ChatGPT, Bard... Jusqu'où ces "machines à prédire les mots suivants" peuvent-elles aller ?
Libre Eco week-end | Les capacités générales de résolution de problèmes des LLM pourraient être moins bonnes qu'il n'y paraît à première vue.
- Publié le 14-10-2023 à 15h11

L'engouement de la Silicon Valley pour les grands modèles de langage (large language model, LLM) ne semble pas près de s'arrêter. Google intègre son chatbot Bard dans chacun de ses services tandis qu'OpenAI dote sa propre offre, ChatGPT, de nouveaux sens, tels que la capacité de "voir" et de "parler", envisageant ainsi un nouveau type d'assistant personnel.
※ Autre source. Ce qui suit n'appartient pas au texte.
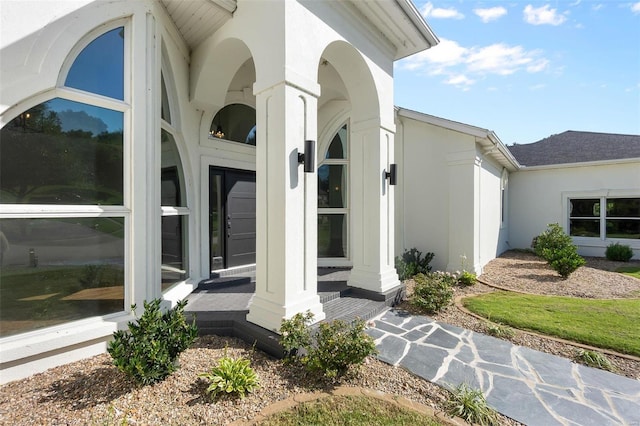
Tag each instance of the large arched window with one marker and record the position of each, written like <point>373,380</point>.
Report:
<point>63,210</point>
<point>173,199</point>
<point>235,122</point>
<point>333,202</point>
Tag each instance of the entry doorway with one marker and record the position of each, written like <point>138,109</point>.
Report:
<point>232,218</point>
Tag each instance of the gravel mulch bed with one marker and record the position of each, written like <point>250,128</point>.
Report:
<point>525,272</point>
<point>94,392</point>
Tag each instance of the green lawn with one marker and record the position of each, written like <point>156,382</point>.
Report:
<point>633,271</point>
<point>349,410</point>
<point>610,324</point>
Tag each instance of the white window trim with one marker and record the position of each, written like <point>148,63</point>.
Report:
<point>601,241</point>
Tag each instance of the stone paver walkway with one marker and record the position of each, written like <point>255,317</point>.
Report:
<point>531,387</point>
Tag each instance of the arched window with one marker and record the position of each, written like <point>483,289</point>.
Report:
<point>235,122</point>
<point>173,200</point>
<point>333,202</point>
<point>62,201</point>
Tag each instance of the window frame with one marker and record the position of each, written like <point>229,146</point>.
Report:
<point>602,197</point>
<point>64,211</point>
<point>344,211</point>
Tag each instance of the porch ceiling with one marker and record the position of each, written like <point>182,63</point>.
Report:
<point>401,23</point>
<point>198,19</point>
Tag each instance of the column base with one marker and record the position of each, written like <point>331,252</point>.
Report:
<point>377,282</point>
<point>269,315</point>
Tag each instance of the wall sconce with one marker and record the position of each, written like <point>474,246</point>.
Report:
<point>392,173</point>
<point>309,156</point>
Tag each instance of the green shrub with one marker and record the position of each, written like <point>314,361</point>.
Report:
<point>231,376</point>
<point>433,291</point>
<point>331,350</point>
<point>550,241</point>
<point>339,345</point>
<point>148,351</point>
<point>619,252</point>
<point>295,334</point>
<point>594,359</point>
<point>557,248</point>
<point>466,279</point>
<point>471,406</point>
<point>566,261</point>
<point>499,330</point>
<point>412,263</point>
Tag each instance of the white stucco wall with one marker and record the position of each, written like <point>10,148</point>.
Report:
<point>538,196</point>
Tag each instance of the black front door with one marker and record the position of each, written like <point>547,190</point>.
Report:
<point>232,213</point>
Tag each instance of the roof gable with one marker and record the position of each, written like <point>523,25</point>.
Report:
<point>577,147</point>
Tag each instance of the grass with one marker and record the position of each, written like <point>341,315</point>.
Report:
<point>349,410</point>
<point>633,271</point>
<point>608,324</point>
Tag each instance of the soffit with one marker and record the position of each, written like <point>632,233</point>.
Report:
<point>400,23</point>
<point>198,19</point>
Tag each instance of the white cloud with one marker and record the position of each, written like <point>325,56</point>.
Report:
<point>428,11</point>
<point>462,66</point>
<point>491,14</point>
<point>543,15</point>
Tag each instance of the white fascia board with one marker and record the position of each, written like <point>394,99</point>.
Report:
<point>583,164</point>
<point>229,5</point>
<point>419,23</point>
<point>468,129</point>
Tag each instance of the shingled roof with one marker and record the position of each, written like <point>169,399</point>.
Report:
<point>577,147</point>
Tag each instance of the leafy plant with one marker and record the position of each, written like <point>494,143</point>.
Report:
<point>334,347</point>
<point>471,406</point>
<point>433,291</point>
<point>231,376</point>
<point>551,240</point>
<point>566,261</point>
<point>594,359</point>
<point>466,279</point>
<point>557,248</point>
<point>148,351</point>
<point>295,334</point>
<point>412,263</point>
<point>339,345</point>
<point>619,252</point>
<point>499,330</point>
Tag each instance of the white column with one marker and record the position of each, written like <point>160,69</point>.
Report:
<point>286,240</point>
<point>372,209</point>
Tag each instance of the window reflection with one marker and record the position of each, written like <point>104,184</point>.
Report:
<point>62,152</point>
<point>99,68</point>
<point>235,122</point>
<point>58,270</point>
<point>332,237</point>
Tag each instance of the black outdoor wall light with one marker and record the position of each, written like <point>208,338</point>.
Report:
<point>308,158</point>
<point>391,174</point>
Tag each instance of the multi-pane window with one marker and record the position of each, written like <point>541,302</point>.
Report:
<point>605,217</point>
<point>62,200</point>
<point>235,122</point>
<point>332,199</point>
<point>173,201</point>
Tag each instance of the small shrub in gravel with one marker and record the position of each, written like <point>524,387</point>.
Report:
<point>232,376</point>
<point>148,351</point>
<point>470,405</point>
<point>412,263</point>
<point>335,347</point>
<point>433,291</point>
<point>594,359</point>
<point>619,252</point>
<point>557,248</point>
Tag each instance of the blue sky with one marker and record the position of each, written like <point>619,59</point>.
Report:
<point>526,69</point>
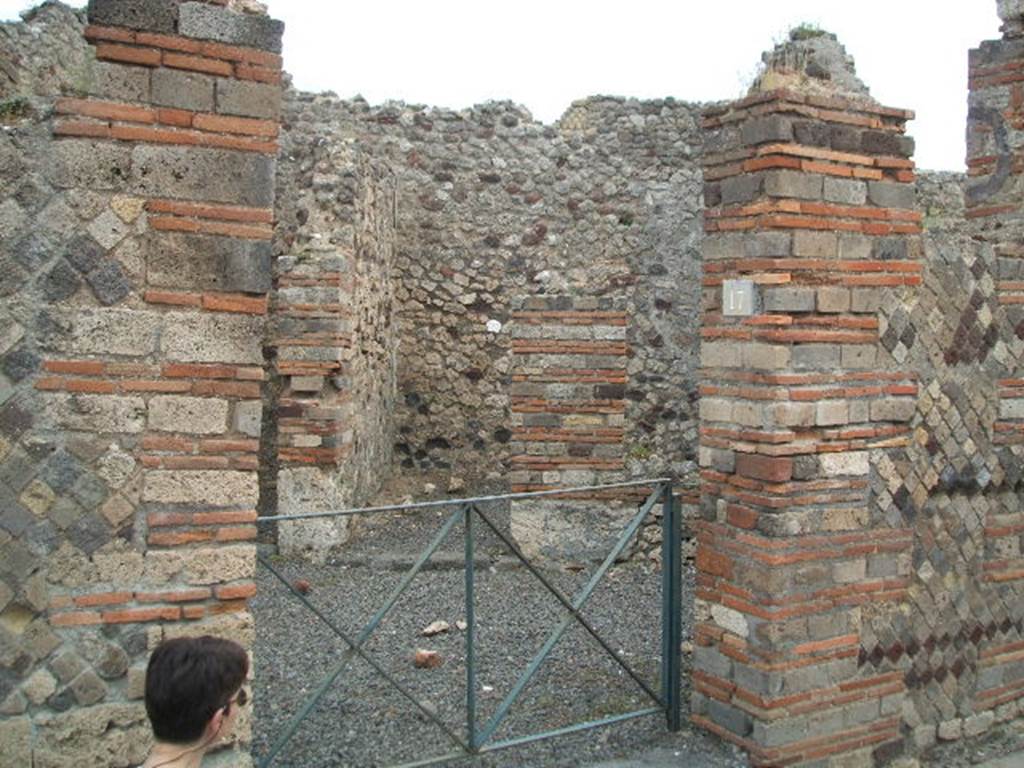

Mais de profonds mystères subsistent quant au fonctionnement de ces outils : que se passe-t-il réellement derrière leurs interfaces, quelles sont les tâches pour lesquelles ils sont vraiment performants et comment pourraient-ils échouer ? La question de savoir ce que font exactement ces programmes complexes fait encore l'objet de vastes débats. Alors qu'OpenAI affirme volontiers que GPT-4 "présente des performances de niveau humain sur divers benchmarks professionnels et académiques", on ne sait toujours pas exactement comment le système se comporte face à des taches qu'il n'a jamais vues auparavant.
Pas d'avertissement
À première vue, comme vous le diront la plupart des spécialistes de l'intelligence artificielle (IA), les LLM sont des machines à prédire les mots suivants. En essayant simplement de trouver le mot suivant le plus probable dans une séquence, ils semblent avoir le pouvoir de raisonner comme un humain. Mais des travaux récents menés par des chercheurs de l'université de Princeton suggèrent que de nombreux cas de ce qui semble être un raisonnement sont beaucoup moins évidents et ressemblent davantage à ce pour quoi ces modèles ont été conçus : la prédiction du mot suivant.
Les auteurs de Princeton suggèrent que nous devrions peut-être repenser la manière dont nous évaluons les LLM. Par exemple, lorsque les chercheurs ont demandé à GPT-4 de multiplier un nombre par 1,8 et d'ajouter 32, il a obtenu la bonne réponse, mais lorsque ces nombres sont modifiés, même légèrement, il n'obtient pas la bonne réponse. Cela s'explique par le fait que la première formule est la conversion de centigrades en degrés Fahrenheit. GPT-4 peut y répondre correctement parce qu'il a vu ce schéma de nombreuses fois mais lorsqu'il s'agit d'appliquer cette logique à des problèmes similaires qu'il n'a jamais vus, ce que même des écoliers sont capables de faire, il échoue.
Les personnes qui utilisent quotidiennement des outils tels que ChatGPT ne sont pas conscientes de ce déséquilibre dans leurs capacités de résolution de problèmes, et comment le seraient-elles ? Il n'y a pas d'avertissement à ce sujet sur le site Web d'OpenAI, qui indique simplement que "ChatGPT peut produire des informations inexactes sur des personnes, des lieux ou des faits. Cela laisse également entendre que la suggestion d'OpenAI d'une "performance de niveau humain" pourrait être moins impressionnante qu'il n'y paraît à première vue. Mais, bien entendu, ces outils restent utiles, de nombreuses tâches fastidieuses étant des problèmes fréquents à forte probabilité.